Федор Лукин, удивительно похожий на священника, приложил к губам палец, потом показал на уши и стены. Саша и сам подумал, что молельня наверняка снабжена жучками. Он вопросительно уставился на Федора.
— Вас удивляет, что не пришел отец Василий? — громко спросил тот, и пояснил, не дожидаясь ответа. — Братья заболели гриппом.
Белов вспомнил рассказ оперативника о том, что тюремную часовню посещают попеременно «два отца Василия». Если вдуматься, то ничего удивительного в недуге, внезапно подкосившем обоих пастырей, нет. Православная церковь уже давно пребывает в особых отношениях с ведомством генерала Введенского.
— Как жаль, что не удастся хотя бы коротко переговорить с Федей прямым текстом. Зато можно стиснуть его в объятьях! Вряд ли комната снабжена камерой видеонаблюдения, да и темно здесь, как в гробу.
Федор между тем нашёл подходящую тему для разговора.

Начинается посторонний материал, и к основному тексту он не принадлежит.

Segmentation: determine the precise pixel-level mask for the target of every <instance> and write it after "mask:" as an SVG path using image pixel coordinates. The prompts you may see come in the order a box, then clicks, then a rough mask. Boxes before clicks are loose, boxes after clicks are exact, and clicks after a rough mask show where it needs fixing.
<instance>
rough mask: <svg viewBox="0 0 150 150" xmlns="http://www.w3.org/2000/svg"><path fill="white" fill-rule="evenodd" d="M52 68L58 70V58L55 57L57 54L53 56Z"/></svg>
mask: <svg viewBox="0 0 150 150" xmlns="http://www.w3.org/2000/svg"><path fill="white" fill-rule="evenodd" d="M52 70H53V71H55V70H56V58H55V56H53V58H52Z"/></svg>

Причем улучил, хитрец, момент, когда Белов оказался в слабой позиции: ведь кто-то зафутболил его в Воронье гнездо именно благодаря деньгам — очень большим деньгам!
— Не ты управляешь богатством, но богатство управляет тобой, — нараспев вещал бородатый проповедник. — Собственность губит человека, уродует его душу…
Опять двадцать пять! Сколько можно твердить одно и то же. Белов много раз пытался втолковать Лукину, что никогда не встречал людей, «изуродованных» богатством. Бедность не порок, но и богатство — тоже не порок. Все зависит от человека. Кто урод — тот урод, причем как в достатке, так и в бедности. Как говорится, что родилось, то родилось. Зато Белов не раз был свидетелем примеров другого рода. Он запомнил на всю жизнь, как соседка по лестничной клетке била по рукам малолетнего сына за то, что он слишком много выдавливал из тюбика зубной пасты на щетку. Или еще один случай: дети ветерана войны после его смерти продали на толкучке отцовские ордена, хотя сами ни в чем не нуждались. Короче говоря, это был старый спор, и со стороны Феди было нечестно затевать его в такой ситуации.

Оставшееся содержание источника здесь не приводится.